毛主席痛恨的兩部小說
一九四二年五月,他在延安頒下命令,要文學和藝術為政治服務,幾十年來一直對文藝造成嚴重破壞。主席說:文學和藝術必須「很好地成為整個革命機器的一個組成部份,作為團結人民、教育人民、打擊敵人、消滅敵人的有力的武器。」
這些訓令,後來成為中共所有大型政治運動的焦點;即使毛澤東在七六年去世之後,也沒有改變。難怪自從延安會議,中國一直缺乏高質素和重要的作品。儘管現時的政治氣候寬鬆得多,這種情況也沒有改變。寥寥可數的優秀作品不是遭受查禁,就是曇花一現。
毛澤東為甚麼會批判這些小說?因為它們的政治取向模糊,人物不易歸類,我也看不出它們有甚麼寓意。蘇童在西方以短篇小說《妻妾成群》聞名;這本書集中描寫淫業,已經由張藝謀導演拍成上佳電影《大紅燈籠高高掛》,在九一年上映。
哈金是美國麻省布蘭戴斯大學(BrandeisUniversity)的華人畢業生。他的小說《等待》,奪得九九年「全國書卷獎」。故事講述陸軍醫院一名已婚醫生和護士長達十八年的苦戀。雙方沒有發生肉體關係,但傳統習俗和共產黨對性愛的虛偽態度(一眾高官本身都愛淫辱婦女,尤其是毛澤東),令這位醫生無法和妻子離婚,更不能與心上人結合。這本小說十分出色,實至名歸地贏取了幾個獎項;儘管國家渴望有中國人贏取西方的重大獎項,這本書卻從來沒有在中國出版。作者其後出版了另一部小說《瘋狂》,比《等待》更早完稿,卻大為遜色。哈金用英語寫作,現時在波士頓大學講授文字創作。

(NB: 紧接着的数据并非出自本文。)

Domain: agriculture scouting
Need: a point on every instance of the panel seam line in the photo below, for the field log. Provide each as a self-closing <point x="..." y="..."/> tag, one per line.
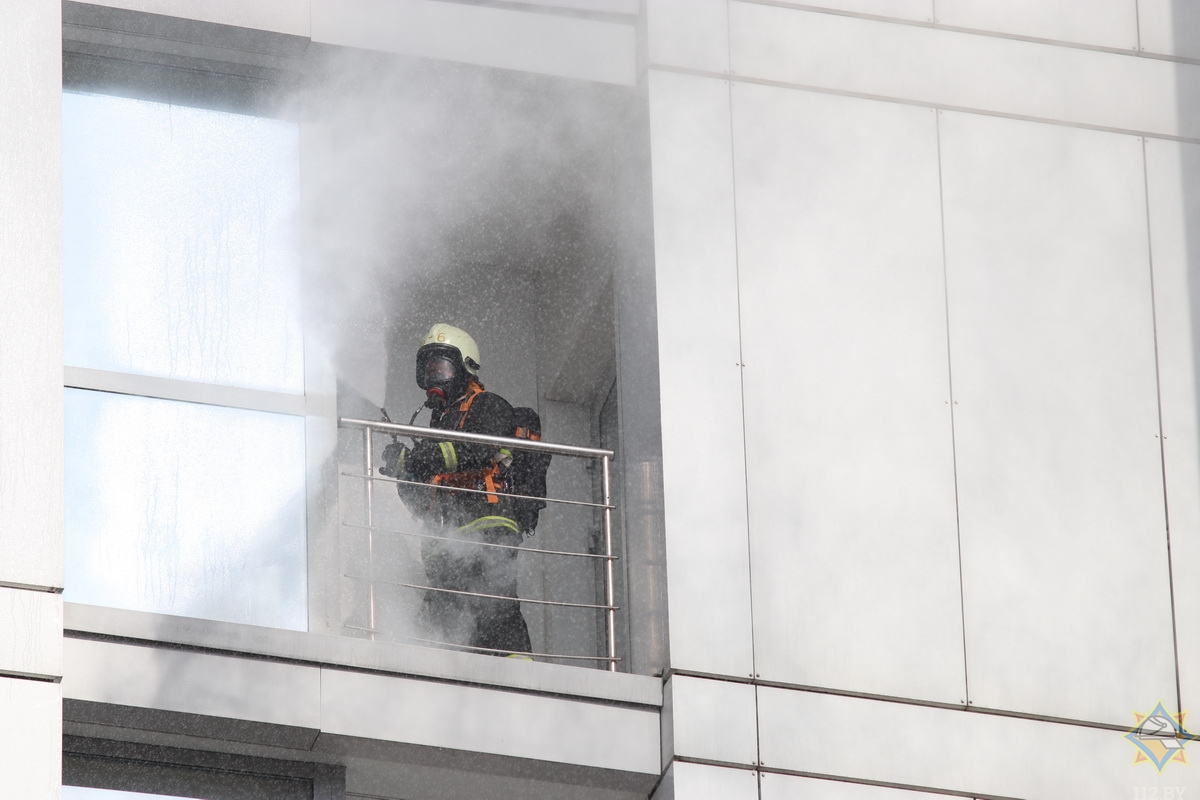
<point x="922" y="103"/>
<point x="949" y="382"/>
<point x="1162" y="434"/>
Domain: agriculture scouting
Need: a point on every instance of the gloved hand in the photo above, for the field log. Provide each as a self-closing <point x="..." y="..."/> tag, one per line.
<point x="395" y="457"/>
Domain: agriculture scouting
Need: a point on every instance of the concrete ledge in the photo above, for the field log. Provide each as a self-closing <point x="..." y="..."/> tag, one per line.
<point x="360" y="655"/>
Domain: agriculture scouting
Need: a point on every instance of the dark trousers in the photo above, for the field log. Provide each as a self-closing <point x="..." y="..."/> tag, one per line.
<point x="491" y="623"/>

哈金新著《戰爭廢物》(《WarTrash》,Pantheon)描寫戰火蹂躪人生,書名十分貼切。他使用第一身的筆法,講述余源的辛酸遭遇。北韓當年入侵南韓,遇上美軍之後節節敗退。毛澤東派出幾百萬名「志願軍」抗美援朝,余源就是其中一名年輕軍官。他的部隊被打敗,自己也被俘虜,在美國的戰俘營過了幾年,有時和其他共軍囚禁在一起。有些審問和看管他的軍官,認為他應該投奔台灣。有一次,為了迫他就範,敵方人員強行在他的肚子上刺上咒罵共產主義的字樣,要令他永遠不能回到中國。營內誰都不信他,因為他是中國軍人;連同胞也對他猜疑,因為他不是黨員。這種黑獄裏面,除卻一位十分和善的美國女軍醫,不管是中國人還是美國人都卑鄙得很。那位醫生治好了余源腿部的重傷,他也在短時間內教了她一點中文。余源差不多八十歲時到過美國一段短時間探望孫兒,之後為他們寫了這本關於「坎坷人生」的回憶錄。哈金的父親參加過韓戰,也是本書的題獻對象。

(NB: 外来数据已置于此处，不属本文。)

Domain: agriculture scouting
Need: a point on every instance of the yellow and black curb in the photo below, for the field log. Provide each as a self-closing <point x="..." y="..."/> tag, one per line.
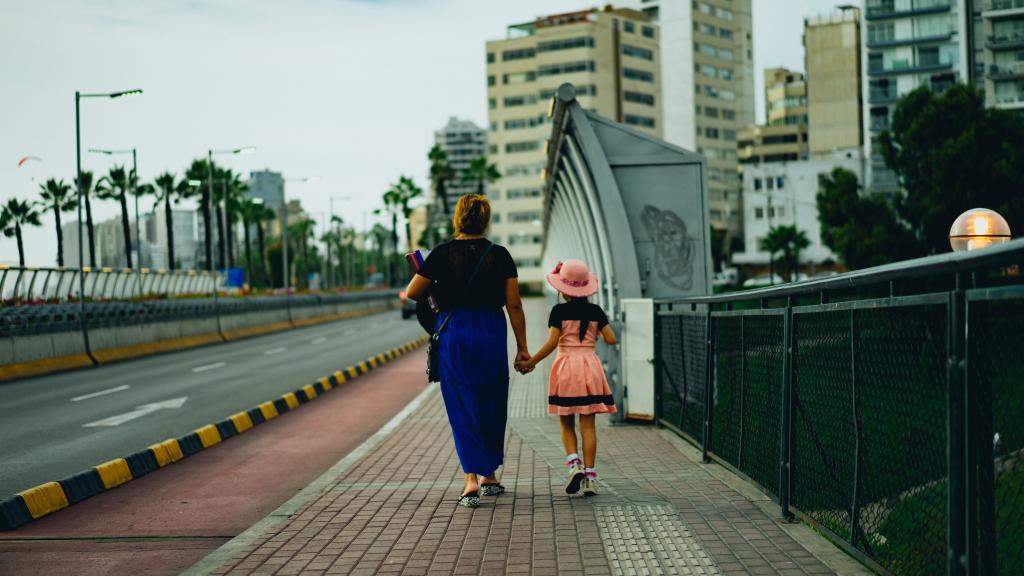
<point x="52" y="496"/>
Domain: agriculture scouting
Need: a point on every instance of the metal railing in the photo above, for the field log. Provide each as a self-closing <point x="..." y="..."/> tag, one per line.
<point x="54" y="285"/>
<point x="885" y="406"/>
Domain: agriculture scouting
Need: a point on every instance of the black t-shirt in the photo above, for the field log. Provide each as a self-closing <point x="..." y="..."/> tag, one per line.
<point x="451" y="264"/>
<point x="581" y="310"/>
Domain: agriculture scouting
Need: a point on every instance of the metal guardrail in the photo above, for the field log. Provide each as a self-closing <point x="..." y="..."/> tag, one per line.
<point x="54" y="285"/>
<point x="884" y="406"/>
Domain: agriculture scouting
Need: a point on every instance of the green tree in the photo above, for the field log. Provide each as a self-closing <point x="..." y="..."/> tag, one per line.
<point x="863" y="231"/>
<point x="481" y="173"/>
<point x="14" y="215"/>
<point x="115" y="187"/>
<point x="788" y="241"/>
<point x="57" y="197"/>
<point x="440" y="173"/>
<point x="951" y="154"/>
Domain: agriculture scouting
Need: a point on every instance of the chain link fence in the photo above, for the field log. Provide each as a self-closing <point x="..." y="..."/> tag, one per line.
<point x="895" y="425"/>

《戰爭廢物》有不少對白:「我早已經把前途交託給共產黨,但他們甚麼時候才會信我?」早前一段簡短對話,已經表達了余源的想法──有人對他說,他實際上不受信任,因為「有些人說你經常獨個兒讀《聖經》。」「在中國,『有些人說』這句話有很大殺傷力。」「余源承認:『讀《聖經》有時會讓我好過一點。不知道為甚麼。我這樣做好像得到釋放,無助的感覺也少一點。』」對方答道:「同志和黨才會給你實際的幫助,上帝不會。瞧,你的思想和別人不一樣,所以你與眾不同。」又是一項惡毒的指控。
蘇童說:「《我的帝王生涯》(《MyLifeAsEmperor》,Faber&Faber)可以算是漫遊我的內心世界」,探索「浩如煙海的中國歷史」。他對宮殿、妃嬪、藝人、痛苦和快樂極感興趣,又說這本書純屬杜撰,不是影射任何時代或地方。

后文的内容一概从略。